Pocas cosas pueden demoler tanto el espíritu como una oficina. Cumplir con un horario, soportar a un jefe que por lo general es menos competente de lo que alardea, las grillas de compañeros que al menor descuido se quedan con nuestro puesto, los "bomberazos" que nos obligan a quedarnos hasta tarde, y provocan que nos perdamos la fiesta de nuestro mejor amigo; en fin, todas esas cosas que nos convierten en modelos perfectos de "Godínez".

Al mismo tiempo, intentar romper las ataduras de una oficina, poner un negocio, y ser nuestro propio jefe, es otro tipo de infierno: carecer de un sueldo fijo, no tener aguinaldo ni prestaciones y, sobre todo, depender de la liquidez de otros para poder cobrar lo que corresponde, son situaciones que también desgastan y deprimen. Entonces, ¿hay escapatoria del viacrucis de la vida laboral? Parece que no. Yo siempre he sido animal de oficinas, y las pocas veces que, por alguna alineación insólita de los astros, he podido pasar temporadas fuera de ellas, y trabajar desde casa, en realidad me siento extraño, no consigo organizarme y ando, en pocas palabras, como perro sin dueño.

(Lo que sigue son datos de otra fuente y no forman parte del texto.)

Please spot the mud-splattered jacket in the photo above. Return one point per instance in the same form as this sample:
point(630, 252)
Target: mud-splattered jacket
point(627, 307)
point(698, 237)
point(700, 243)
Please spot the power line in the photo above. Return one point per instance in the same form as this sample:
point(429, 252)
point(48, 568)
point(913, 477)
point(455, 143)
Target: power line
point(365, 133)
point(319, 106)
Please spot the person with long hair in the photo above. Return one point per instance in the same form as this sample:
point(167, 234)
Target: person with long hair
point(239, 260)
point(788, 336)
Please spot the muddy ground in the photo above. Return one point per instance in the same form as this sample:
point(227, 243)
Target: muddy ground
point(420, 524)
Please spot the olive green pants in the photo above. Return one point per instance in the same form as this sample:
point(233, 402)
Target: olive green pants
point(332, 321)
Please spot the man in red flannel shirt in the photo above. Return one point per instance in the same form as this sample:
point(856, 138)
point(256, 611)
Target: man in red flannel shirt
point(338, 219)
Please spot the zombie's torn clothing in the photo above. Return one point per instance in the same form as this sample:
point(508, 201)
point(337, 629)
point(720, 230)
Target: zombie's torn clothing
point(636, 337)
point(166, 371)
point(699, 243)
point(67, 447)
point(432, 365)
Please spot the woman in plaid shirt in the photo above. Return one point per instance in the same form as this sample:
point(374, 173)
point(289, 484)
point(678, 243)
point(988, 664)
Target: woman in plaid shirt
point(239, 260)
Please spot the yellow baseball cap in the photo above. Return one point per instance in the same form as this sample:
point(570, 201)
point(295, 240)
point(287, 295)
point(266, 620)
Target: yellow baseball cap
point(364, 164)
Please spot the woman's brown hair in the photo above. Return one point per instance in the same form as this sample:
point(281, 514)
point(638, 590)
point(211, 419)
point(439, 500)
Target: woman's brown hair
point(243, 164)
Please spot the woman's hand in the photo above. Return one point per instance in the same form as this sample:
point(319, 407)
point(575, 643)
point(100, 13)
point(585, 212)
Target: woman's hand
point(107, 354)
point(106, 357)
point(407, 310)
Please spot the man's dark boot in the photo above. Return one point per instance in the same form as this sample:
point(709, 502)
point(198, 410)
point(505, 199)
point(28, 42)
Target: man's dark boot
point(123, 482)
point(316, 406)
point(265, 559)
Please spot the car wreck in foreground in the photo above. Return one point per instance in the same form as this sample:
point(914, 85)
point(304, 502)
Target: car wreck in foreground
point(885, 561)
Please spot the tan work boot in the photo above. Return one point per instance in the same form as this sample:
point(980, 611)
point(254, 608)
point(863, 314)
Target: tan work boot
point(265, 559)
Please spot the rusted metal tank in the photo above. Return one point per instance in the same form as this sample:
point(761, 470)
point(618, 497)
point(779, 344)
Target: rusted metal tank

Quizá por eso me gusta tanto el filme Glengarry Glenross (James Foley, 1992), pues retrata como pocos, las humillaciones, las angustias y en general el ambiente de tiburones que se vive en una oficina. Después de ver lo que sucede entre esas cuatro paredes, y las luces rojizas del restaurante chino donde los oficinistas de la película van a echarse un trago, siento que mis peores experiencias en un trabajo son hasta afortunadas.

Basada en la obra de teatro de David Mamet, esta cinta retrata una jornada crítica para el grupo de vendedores de bienes raíces encabezado por John Williamson (Kevin Spacey), quienes reciben un feroz ultimátum de parte de Blake (Alec Baldwin), un enviado de sus superiores: o concretan ventas de inmediato o serán despedidos. El problema es que los datos o "pistas" de posibles clientes que poseen son viejas e inservibles, y las "pistas" nuevas sólo les serán otorgadas a aquellos que logren cerrar las ventas anteriores. A partir de esa amenaza, la oficina se vuelve un hervidero donde las intrigas, neurosis, egos, traumas, y hasta un descabellado plan para robar las "pistas" nuevas emergen para desquiciar a todos.

La mayor virtud de Gelngarry Glenross radica en la potencia de sus diálogos, y en el estupendo elenco, en el que además se suman Jack Lemmon, Al Pacino, Ed Harris y Alan Arkin. Pura testosterona. No es una cinta para tirarse en la hamaca y relajarse, sino para estar al borde del asiento, pendiente de lo que se dice, pues las frases salen disparadas a exceso de velocidad, y son punzantes como jeringas. Probablemente sea la película en la que más veces se diga la palabra "fuck", ya que los personajes, desesperados por conseguir su objetivo, no hacen más que lanzarse catapultas de insultos, algunos de ellos memorables.

Atención aparte merece el personaje de Shelley Levene, encarnado por el gigantesco Lemmon. Es el más viejo de la oficina y, aunque le apodan "la Máquina", hace tiempo que sus engranajes dejaron de estar bien aceitados. La manera en que este trabajador en decadencia está dispuesto a sobornar a su jefe para obtener "pistas" nuevas, y en la que suplica a los clientes una venta, incluso yendo a sus casas en medio de una tormenta, es de un patetismo escalofriante. Y es que, independientemente de que cada espectador se identifique con alguno de los vendedores, Levene representa el futuro de todo "Godínez": como te ves me vi, como me ves te verás.

Una película que, a partir del microcosmos de una oficina, logra hacer un retrato perturbador de la condición humana. Un lugar en el que los ganadores pueden llevarse un Cadillac de premio, y donde los perdedores no merecen ni una taza de café.